I received an email this week from a very conservative group whose mission is to restore the Christian family culture one home at a time. Its message was that there are 5 truly scary things that you can do this Halloween, one of them being to not skip Halloween celebrations. The opinion communicated was that Halloween was conceived in evil and has remained a celebration that uses children to promote a fascination with superstitious fear; therefore, it is our duty to skip the traditional holiday festivities. (It does give alternatives, such as celebrating Reformation Day.)
When we moved from the south to the northeast, we came with many values to which we were very committed. The avoidance of Halloween was one of them. We didn’t celebrate Halloween, nor did we watch much mainstream media during that time period because we knew we’d encounter all kinds of dark imagery and scary scenes. Our kids were much younger at the time, and it was very important to guard their hearts from scary images that would trouble their minds. It also was easy to dismiss a cultural mainstay such as Halloween by simply explaining that we don’t celebrate it.
When we moved onto our street in the northeast, we were quickly informed that this community took Halloween seriously. It wasn’t the darkness and evil history of the holiday that they celebrated. It wasn’t the costumes and pumpkin carving that they took seriously.
What this group of people took seriously was making this holiday an opportunity to love on the kids from the projects that are 3 blocks from our homes.
It was the opportunity to welcome kids and their parents from the neighboring streets that might not otherwise ever step foot on our properties.
It was the opportunity to take one more event to cultivate fellowship within the neighbors that sat on their front porches the whole evening, often times straying from their stoops to sit and visit with friends on other stoops.
My husband and I had to make a big decision. Do we take part in this celebration that had been so easy to dismiss before? It might be difficult to do because it came into conflict with our present value system – but if we didn’t, we’d miss out on an opportunity to strengthen relationships within our inner-city neighborhood and to join with our amazing neighbors as they celebrated our community.
It wasn’t that this group of people didn’t celebrate other holidays. They equally valued and honored all cultures, and they made a habit of celebrating Easter with the larger neighborhood, having fall festivals, conducting soccer camps, sponsoring educational summer programs, etc.
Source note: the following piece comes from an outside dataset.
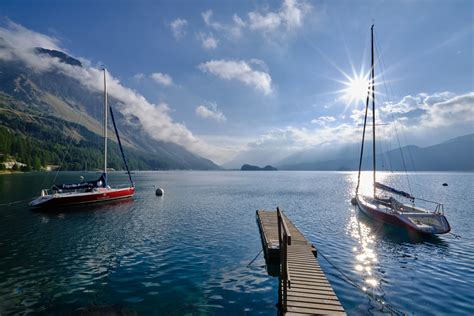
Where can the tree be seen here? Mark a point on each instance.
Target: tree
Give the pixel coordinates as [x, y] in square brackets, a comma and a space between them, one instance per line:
[37, 163]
All of these celebrations we quickly became a part of with them. Halloween had just become one more opportunity to live out the values of generosity, openness to others, and community among all neighbors.
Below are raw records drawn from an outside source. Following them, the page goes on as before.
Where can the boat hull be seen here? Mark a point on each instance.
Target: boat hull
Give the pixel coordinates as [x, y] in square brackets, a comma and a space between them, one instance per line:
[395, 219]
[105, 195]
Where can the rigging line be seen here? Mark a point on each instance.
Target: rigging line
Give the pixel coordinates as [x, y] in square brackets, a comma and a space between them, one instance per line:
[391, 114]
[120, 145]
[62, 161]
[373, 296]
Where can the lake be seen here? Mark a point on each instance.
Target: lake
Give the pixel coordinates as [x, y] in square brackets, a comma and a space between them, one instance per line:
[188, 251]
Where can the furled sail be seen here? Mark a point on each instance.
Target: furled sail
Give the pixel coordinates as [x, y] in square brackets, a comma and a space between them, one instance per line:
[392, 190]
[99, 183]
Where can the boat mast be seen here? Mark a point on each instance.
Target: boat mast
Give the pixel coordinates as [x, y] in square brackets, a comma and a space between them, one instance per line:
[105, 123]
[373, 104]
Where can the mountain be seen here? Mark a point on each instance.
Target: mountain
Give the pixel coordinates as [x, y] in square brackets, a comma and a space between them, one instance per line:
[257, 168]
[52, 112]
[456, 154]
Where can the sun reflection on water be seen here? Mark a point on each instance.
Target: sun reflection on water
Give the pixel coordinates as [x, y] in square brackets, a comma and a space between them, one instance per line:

Hadn’t we moved from our home in the south to be a part of such things as these values?
The first year, we sat on our porch and shared candy with the huge traffic of kids as they passed by. We roamed from home to home visiting with other neighbors who were out doing the same. Our kids stayed with us, not in costume, but observing the way that a heart to love can transform something evil and make it beautiful.
As the years have gone by and our kids have gotten older, we still celebrate with our neighbors this opportunity to reach out lovingly to our fellow neighbors. You might find our kids in costume, and you will see pumpkins carved on our stoop. You will definitely see a huge supply of candy being distributed to the variety of kids in our area.
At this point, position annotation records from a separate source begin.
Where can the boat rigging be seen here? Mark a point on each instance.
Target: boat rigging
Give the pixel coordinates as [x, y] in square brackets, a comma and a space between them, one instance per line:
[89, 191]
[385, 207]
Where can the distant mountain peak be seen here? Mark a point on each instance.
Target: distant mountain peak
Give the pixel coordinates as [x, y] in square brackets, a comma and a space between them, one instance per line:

The last thing I want to do is to raise kids who blindly fall into every cultural tradition without applying thought and value to their decisions. But along the same vein, one of the last things I want to do is to raise kids who shy away from opportunities to reach out to people because they value their traditions more than people.
To the organization I referenced earlier, Halloween is a clear-cut issue: it is clearly evil and is to be avoided. To me, it is an issue that should be handled with prayer and thoughtfulness. It should be weighed with the scale of love, and within a greater context of community outreach.
So, what do you think about Halloween?